Let those loose-lipped loyalists say what they want

Every time our so-called Beijing loyalists shoot off their mouths, we all behave as if what they say has the central government's stamp of approval. Grow up, people. Much of what these loyalists say is publicity-seeking drivel that has as much blessing from Beijing as legislator "Long Hair" Leung Kwok-hung's banana-throwing. Yet, we treat people such as Rita Fan Hsu Lai-tai and Maria Tam Wai-chu, both Hong Kong members of the National People's Congress, like exalted emissaries. Whenever they give their two cents' worth, we scream and holler as if Beijing's heavy hand has tightened its grip on our freedoms again. Just look at our angry overreaction to Basic Law Committee member Rao Geping's gibberish that Hong Kong adopt the mainland's national security laws temporarily.

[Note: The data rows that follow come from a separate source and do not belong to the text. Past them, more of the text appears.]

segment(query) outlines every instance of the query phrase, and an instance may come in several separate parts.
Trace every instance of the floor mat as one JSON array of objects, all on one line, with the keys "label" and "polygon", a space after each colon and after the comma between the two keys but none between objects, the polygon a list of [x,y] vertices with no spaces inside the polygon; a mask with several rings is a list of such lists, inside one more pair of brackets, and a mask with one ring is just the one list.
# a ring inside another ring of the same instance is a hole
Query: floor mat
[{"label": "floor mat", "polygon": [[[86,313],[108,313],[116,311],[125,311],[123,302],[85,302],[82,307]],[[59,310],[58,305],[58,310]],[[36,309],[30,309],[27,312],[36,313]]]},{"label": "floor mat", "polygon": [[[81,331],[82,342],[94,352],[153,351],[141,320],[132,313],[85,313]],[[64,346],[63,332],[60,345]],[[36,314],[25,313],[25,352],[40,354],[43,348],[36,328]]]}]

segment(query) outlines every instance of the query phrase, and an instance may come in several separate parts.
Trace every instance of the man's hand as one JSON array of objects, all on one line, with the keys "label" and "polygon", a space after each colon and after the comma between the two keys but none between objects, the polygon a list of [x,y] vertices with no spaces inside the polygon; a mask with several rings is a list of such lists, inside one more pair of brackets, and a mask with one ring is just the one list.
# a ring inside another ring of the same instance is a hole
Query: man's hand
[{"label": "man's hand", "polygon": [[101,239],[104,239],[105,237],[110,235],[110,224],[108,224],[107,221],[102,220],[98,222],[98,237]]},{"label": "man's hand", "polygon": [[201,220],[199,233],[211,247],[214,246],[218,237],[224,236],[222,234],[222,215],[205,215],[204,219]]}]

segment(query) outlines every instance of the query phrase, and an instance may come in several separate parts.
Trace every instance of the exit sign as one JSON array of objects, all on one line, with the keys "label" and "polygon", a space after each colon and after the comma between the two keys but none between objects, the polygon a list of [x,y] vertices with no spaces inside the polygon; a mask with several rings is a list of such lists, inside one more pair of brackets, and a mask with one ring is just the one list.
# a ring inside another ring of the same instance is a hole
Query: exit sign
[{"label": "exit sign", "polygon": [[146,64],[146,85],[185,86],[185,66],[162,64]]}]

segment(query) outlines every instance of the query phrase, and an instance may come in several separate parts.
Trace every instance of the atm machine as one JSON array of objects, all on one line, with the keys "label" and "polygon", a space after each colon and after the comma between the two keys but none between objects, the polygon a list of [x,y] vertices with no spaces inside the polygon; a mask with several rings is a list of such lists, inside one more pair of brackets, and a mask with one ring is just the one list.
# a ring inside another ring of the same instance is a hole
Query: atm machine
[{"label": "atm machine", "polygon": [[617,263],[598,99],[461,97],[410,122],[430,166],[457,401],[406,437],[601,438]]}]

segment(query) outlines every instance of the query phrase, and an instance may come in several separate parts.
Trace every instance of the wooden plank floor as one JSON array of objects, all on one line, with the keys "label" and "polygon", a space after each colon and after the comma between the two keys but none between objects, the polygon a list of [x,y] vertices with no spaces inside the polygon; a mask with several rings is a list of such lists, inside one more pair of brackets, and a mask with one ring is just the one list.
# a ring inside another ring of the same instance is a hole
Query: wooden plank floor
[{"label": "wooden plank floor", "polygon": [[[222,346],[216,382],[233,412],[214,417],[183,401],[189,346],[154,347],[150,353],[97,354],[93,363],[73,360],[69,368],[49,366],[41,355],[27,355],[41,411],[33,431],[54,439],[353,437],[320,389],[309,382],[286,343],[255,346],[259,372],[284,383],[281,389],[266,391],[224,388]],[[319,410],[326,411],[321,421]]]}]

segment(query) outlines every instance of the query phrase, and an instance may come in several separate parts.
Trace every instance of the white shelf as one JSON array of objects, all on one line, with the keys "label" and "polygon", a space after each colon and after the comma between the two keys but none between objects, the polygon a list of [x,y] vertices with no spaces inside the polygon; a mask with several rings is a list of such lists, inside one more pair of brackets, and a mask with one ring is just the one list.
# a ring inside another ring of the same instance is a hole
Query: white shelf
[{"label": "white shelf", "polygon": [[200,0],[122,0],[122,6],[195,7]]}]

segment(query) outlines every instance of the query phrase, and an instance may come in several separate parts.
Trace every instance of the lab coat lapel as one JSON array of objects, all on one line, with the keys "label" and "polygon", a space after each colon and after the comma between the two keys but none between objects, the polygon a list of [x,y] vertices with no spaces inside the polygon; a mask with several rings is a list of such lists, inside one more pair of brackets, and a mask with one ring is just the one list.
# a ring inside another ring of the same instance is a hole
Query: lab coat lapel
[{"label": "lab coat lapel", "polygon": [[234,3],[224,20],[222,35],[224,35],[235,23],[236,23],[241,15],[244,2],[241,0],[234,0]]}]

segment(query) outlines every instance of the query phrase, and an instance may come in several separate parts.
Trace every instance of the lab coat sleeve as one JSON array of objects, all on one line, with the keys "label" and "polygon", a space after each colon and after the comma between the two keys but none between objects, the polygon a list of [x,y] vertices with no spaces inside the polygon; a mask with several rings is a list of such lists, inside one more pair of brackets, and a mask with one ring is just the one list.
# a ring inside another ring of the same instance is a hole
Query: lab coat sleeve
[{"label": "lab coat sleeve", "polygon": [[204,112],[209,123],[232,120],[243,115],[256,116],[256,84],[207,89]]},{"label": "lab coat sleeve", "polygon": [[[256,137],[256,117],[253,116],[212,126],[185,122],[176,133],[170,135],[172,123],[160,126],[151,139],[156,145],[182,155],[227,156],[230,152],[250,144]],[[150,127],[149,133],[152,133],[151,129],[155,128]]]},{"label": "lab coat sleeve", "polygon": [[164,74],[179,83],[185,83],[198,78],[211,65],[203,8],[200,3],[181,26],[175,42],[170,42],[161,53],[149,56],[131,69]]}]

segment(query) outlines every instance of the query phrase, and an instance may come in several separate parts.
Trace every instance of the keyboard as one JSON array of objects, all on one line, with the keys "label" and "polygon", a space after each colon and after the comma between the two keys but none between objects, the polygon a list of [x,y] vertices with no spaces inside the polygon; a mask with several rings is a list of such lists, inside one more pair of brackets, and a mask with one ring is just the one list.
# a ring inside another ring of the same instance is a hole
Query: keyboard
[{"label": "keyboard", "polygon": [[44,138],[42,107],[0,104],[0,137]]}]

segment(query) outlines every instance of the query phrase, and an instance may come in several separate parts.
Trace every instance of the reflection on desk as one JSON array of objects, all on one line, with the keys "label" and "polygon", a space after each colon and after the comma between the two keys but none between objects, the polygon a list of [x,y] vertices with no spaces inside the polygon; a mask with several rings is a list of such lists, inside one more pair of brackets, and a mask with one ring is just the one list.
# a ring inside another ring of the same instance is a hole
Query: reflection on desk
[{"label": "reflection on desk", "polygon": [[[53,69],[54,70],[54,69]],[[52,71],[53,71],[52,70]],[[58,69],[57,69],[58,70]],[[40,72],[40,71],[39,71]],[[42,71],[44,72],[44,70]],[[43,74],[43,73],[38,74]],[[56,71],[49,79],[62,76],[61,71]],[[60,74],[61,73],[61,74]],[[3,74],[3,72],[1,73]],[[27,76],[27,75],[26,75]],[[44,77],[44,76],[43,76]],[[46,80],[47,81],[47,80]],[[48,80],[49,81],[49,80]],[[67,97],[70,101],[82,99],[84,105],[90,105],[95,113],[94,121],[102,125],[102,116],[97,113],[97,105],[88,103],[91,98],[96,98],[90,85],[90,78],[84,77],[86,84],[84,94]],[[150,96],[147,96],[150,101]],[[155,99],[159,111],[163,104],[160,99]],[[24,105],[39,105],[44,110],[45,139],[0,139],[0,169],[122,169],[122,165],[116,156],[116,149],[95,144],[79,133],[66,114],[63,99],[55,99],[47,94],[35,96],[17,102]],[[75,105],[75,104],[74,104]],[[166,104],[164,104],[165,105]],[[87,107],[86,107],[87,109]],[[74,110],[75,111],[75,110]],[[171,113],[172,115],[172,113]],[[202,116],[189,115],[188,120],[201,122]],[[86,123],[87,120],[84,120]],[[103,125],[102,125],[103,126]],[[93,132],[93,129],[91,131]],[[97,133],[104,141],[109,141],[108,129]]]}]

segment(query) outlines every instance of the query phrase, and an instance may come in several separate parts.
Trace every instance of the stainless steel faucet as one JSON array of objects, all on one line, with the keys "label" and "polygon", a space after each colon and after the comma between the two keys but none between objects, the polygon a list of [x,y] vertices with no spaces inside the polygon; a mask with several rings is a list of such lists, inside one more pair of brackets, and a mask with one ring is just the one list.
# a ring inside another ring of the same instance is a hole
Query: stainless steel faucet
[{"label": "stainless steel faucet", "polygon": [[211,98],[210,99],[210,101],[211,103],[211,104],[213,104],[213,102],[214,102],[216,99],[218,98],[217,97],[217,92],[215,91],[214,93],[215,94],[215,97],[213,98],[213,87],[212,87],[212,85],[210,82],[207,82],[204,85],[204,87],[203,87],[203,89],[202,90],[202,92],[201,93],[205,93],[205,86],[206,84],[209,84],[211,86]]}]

Any fool would know even Beijing would laugh off such a plan, since it would most probably trigger a repeat of the 2003 protest when 500,000 people marched against Article 23 of the national security legislation. Yet we behaved as if Rao was speaking for Beijing. Hongkongers treasure free speech, even though the exercise of it by some people can make them look like idiots. Rao is free to mouth his nonsense, but that does not mean we have to take him seriously. Demanding that these people shut up would deny them their free speech rights, making us hypocrites. Better to just let fools be fools.


Michael Chugani is a columnist and TV show host.